Tasks#

Music description encompasses several different tasks. Let’s now look at each of these in more detail, going from those that give the simplest form of output (a categorical label) to those that produce more complex, natural language-based outputs. Through this, we also review some of the history of deep learning-based AMU systems.

Music Classification#

Traditionally, music description in MIR has been addressed through supervised classification-based systems that learn to predict a single (or multiple) label(s) based on an audio input, with each label corresponding to a specific, pre-assigned descriptor. For example, we can train classifiers to describe music with respect to categories such as genre [TC02], instrument [PHBD03], mood [KSM+10], and more. Sometimes, multi-label classification (auto-tagging) is instead used to assign tags that cover more than one category, typically encompassing genre, mood, instrument and era [CFSC17] [LN17] [WCS21].

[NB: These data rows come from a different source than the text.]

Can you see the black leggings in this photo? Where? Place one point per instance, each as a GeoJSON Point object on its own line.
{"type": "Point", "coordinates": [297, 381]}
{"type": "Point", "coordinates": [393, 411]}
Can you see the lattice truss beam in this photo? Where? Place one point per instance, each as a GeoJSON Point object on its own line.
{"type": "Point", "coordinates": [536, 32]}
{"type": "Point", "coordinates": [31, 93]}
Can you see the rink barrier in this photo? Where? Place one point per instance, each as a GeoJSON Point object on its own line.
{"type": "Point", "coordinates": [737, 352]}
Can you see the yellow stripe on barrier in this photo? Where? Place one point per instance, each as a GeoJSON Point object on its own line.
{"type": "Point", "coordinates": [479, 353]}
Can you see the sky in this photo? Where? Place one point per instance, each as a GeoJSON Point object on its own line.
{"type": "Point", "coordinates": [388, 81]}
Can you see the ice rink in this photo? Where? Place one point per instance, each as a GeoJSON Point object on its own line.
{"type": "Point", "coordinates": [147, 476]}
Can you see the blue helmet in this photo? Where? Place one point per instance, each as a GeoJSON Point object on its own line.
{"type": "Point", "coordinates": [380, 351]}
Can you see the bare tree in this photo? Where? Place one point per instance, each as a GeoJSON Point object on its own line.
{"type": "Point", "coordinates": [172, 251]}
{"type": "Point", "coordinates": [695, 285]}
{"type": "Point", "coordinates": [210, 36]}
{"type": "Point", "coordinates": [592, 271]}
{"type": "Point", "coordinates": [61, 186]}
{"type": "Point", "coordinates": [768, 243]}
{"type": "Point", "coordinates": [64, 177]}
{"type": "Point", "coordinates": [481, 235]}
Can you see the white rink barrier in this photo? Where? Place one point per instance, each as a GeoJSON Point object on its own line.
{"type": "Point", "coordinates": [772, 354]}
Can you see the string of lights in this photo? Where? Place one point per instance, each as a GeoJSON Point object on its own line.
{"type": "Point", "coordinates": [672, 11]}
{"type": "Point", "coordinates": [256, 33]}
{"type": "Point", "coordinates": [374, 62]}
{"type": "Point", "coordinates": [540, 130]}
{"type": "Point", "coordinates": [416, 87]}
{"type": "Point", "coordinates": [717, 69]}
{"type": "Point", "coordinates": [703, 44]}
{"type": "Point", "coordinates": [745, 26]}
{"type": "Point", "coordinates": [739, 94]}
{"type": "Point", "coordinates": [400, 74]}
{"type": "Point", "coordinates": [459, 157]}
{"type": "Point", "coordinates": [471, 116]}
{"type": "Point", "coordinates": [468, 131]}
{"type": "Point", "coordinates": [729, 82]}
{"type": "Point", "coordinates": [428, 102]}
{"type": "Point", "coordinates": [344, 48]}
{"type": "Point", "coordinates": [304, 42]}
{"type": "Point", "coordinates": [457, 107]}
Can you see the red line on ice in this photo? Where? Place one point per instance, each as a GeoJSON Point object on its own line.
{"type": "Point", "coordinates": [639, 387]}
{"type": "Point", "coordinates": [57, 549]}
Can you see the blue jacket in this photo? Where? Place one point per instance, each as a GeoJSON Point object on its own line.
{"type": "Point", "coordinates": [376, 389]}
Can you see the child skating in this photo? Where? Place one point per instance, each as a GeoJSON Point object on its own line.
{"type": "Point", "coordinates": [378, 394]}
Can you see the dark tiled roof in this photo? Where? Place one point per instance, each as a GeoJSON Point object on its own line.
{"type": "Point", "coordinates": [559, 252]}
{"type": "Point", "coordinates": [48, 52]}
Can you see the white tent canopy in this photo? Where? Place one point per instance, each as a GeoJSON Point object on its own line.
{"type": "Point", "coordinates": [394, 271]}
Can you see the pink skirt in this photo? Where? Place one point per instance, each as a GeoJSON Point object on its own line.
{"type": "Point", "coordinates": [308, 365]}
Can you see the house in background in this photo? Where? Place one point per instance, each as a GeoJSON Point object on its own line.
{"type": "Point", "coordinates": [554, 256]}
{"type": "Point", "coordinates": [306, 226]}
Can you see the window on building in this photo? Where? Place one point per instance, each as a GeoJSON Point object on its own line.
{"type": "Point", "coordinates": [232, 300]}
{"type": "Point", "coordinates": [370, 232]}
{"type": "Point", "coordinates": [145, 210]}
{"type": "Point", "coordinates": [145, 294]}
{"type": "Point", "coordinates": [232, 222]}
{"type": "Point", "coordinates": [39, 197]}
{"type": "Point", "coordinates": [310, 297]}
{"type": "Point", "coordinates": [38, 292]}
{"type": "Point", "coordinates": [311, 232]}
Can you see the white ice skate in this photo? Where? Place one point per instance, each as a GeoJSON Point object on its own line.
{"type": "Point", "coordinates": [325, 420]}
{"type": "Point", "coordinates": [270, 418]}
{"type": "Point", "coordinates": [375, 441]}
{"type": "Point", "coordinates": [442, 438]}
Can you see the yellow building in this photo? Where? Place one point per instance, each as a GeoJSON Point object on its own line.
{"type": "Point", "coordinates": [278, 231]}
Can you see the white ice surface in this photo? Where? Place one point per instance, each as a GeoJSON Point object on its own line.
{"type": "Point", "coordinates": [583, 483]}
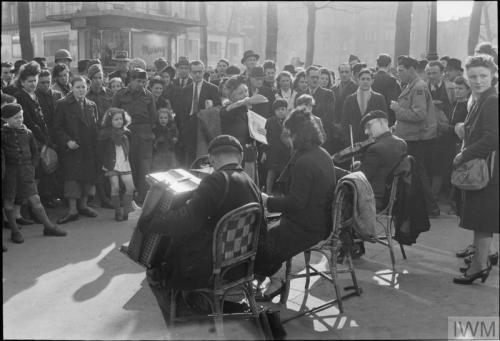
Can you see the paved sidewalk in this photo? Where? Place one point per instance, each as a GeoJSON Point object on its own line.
{"type": "Point", "coordinates": [82, 287]}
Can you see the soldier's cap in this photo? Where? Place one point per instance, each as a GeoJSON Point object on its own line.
{"type": "Point", "coordinates": [182, 61]}
{"type": "Point", "coordinates": [7, 64]}
{"type": "Point", "coordinates": [11, 109]}
{"type": "Point", "coordinates": [17, 65]}
{"type": "Point", "coordinates": [454, 64]}
{"type": "Point", "coordinates": [138, 73]}
{"type": "Point", "coordinates": [407, 61]}
{"type": "Point", "coordinates": [247, 54]}
{"type": "Point", "coordinates": [223, 143]}
{"type": "Point", "coordinates": [257, 72]}
{"type": "Point", "coordinates": [93, 69]}
{"type": "Point", "coordinates": [233, 70]}
{"type": "Point", "coordinates": [353, 57]}
{"type": "Point", "coordinates": [371, 116]}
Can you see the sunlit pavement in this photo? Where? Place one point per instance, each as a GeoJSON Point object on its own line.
{"type": "Point", "coordinates": [82, 287]}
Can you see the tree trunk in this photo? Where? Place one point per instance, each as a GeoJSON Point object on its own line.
{"type": "Point", "coordinates": [272, 31]}
{"type": "Point", "coordinates": [311, 27]}
{"type": "Point", "coordinates": [228, 35]}
{"type": "Point", "coordinates": [24, 23]}
{"type": "Point", "coordinates": [474, 26]}
{"type": "Point", "coordinates": [203, 33]}
{"type": "Point", "coordinates": [403, 29]}
{"type": "Point", "coordinates": [432, 47]}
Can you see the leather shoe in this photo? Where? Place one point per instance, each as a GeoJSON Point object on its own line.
{"type": "Point", "coordinates": [54, 231]}
{"type": "Point", "coordinates": [68, 218]}
{"type": "Point", "coordinates": [17, 237]}
{"type": "Point", "coordinates": [24, 221]}
{"type": "Point", "coordinates": [88, 212]}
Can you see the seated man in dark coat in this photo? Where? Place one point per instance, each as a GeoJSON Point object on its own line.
{"type": "Point", "coordinates": [380, 158]}
{"type": "Point", "coordinates": [191, 226]}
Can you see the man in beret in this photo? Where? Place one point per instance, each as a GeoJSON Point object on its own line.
{"type": "Point", "coordinates": [139, 103]}
{"type": "Point", "coordinates": [191, 226]}
{"type": "Point", "coordinates": [416, 123]}
{"type": "Point", "coordinates": [380, 158]}
{"type": "Point", "coordinates": [6, 74]}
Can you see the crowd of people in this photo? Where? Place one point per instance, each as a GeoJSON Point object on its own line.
{"type": "Point", "coordinates": [109, 130]}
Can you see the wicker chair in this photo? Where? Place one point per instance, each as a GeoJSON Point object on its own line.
{"type": "Point", "coordinates": [234, 245]}
{"type": "Point", "coordinates": [341, 230]}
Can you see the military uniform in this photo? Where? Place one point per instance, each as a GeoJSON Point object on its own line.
{"type": "Point", "coordinates": [141, 107]}
{"type": "Point", "coordinates": [416, 124]}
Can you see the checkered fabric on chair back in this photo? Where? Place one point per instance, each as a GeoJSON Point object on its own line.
{"type": "Point", "coordinates": [236, 235]}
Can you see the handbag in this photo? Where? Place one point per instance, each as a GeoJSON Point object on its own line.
{"type": "Point", "coordinates": [49, 162]}
{"type": "Point", "coordinates": [473, 175]}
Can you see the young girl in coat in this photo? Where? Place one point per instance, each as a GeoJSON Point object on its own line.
{"type": "Point", "coordinates": [114, 147]}
{"type": "Point", "coordinates": [166, 137]}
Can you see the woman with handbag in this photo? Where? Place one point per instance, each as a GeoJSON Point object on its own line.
{"type": "Point", "coordinates": [479, 152]}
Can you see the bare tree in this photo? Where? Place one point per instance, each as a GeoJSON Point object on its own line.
{"type": "Point", "coordinates": [474, 26]}
{"type": "Point", "coordinates": [24, 24]}
{"type": "Point", "coordinates": [229, 25]}
{"type": "Point", "coordinates": [403, 28]}
{"type": "Point", "coordinates": [272, 31]}
{"type": "Point", "coordinates": [203, 32]}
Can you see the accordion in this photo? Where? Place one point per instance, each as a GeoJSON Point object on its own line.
{"type": "Point", "coordinates": [168, 190]}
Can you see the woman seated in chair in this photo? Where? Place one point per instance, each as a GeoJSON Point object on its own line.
{"type": "Point", "coordinates": [306, 209]}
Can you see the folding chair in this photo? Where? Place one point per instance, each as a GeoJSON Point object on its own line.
{"type": "Point", "coordinates": [385, 218]}
{"type": "Point", "coordinates": [234, 245]}
{"type": "Point", "coordinates": [341, 227]}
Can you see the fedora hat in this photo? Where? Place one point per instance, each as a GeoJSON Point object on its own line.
{"type": "Point", "coordinates": [182, 61]}
{"type": "Point", "coordinates": [248, 54]}
{"type": "Point", "coordinates": [121, 56]}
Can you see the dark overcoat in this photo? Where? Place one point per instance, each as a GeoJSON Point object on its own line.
{"type": "Point", "coordinates": [80, 126]}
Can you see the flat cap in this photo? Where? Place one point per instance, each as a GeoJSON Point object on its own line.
{"type": "Point", "coordinates": [371, 116]}
{"type": "Point", "coordinates": [138, 73]}
{"type": "Point", "coordinates": [257, 72]}
{"type": "Point", "coordinates": [11, 109]}
{"type": "Point", "coordinates": [454, 63]}
{"type": "Point", "coordinates": [93, 69]}
{"type": "Point", "coordinates": [224, 143]}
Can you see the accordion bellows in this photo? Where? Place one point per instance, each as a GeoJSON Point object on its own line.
{"type": "Point", "coordinates": [168, 190]}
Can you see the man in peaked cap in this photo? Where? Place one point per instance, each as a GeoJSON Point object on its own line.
{"type": "Point", "coordinates": [250, 60]}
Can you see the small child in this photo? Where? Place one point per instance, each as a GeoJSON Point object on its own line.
{"type": "Point", "coordinates": [114, 148]}
{"type": "Point", "coordinates": [115, 84]}
{"type": "Point", "coordinates": [21, 156]}
{"type": "Point", "coordinates": [278, 152]}
{"type": "Point", "coordinates": [166, 137]}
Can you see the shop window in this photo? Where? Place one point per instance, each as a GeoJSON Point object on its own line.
{"type": "Point", "coordinates": [55, 41]}
{"type": "Point", "coordinates": [16, 46]}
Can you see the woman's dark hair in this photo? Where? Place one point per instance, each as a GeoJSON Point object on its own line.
{"type": "Point", "coordinates": [483, 60]}
{"type": "Point", "coordinates": [108, 116]}
{"type": "Point", "coordinates": [234, 82]}
{"type": "Point", "coordinates": [283, 74]}
{"type": "Point", "coordinates": [298, 76]}
{"type": "Point", "coordinates": [306, 130]}
{"type": "Point", "coordinates": [156, 80]}
{"type": "Point", "coordinates": [58, 69]}
{"type": "Point", "coordinates": [325, 71]}
{"type": "Point", "coordinates": [27, 70]}
{"type": "Point", "coordinates": [461, 81]}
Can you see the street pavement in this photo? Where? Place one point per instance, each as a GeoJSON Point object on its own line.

A classifier \(f\) maps the audio to categorical labels chosen from a predefined, often small-size, set of \(K\) labels, \(f: \mathcal{X} \rightarrow \{0, \dots, 1-K\}\). Therefore this type of description is limited in its expressivity, as it cannot adapt to new concepts, or model the relationship between labels.

../_images/tags.png

Note

If you would like to know more about music classification, there is an ISMIR tutorial from 2021 covering this topic.

Music Captioning#

For this reason, in recent years, research on music description has shifted towards incorporating natural language, developing models that map audio inputs to full sentences, \(g: \mathcal{X} \rightarrow \mathcal{V}^*\). In this case, \(\mathcal{V}\) is the vocabulary and \(\mathcal{V}^*\) denotes all possible sequences that can be formed with elements of \(\mathcal{V}\). Enjoying the benefits of natural language, these systems can produce descriptions that are more nuanced, expressive and human-like.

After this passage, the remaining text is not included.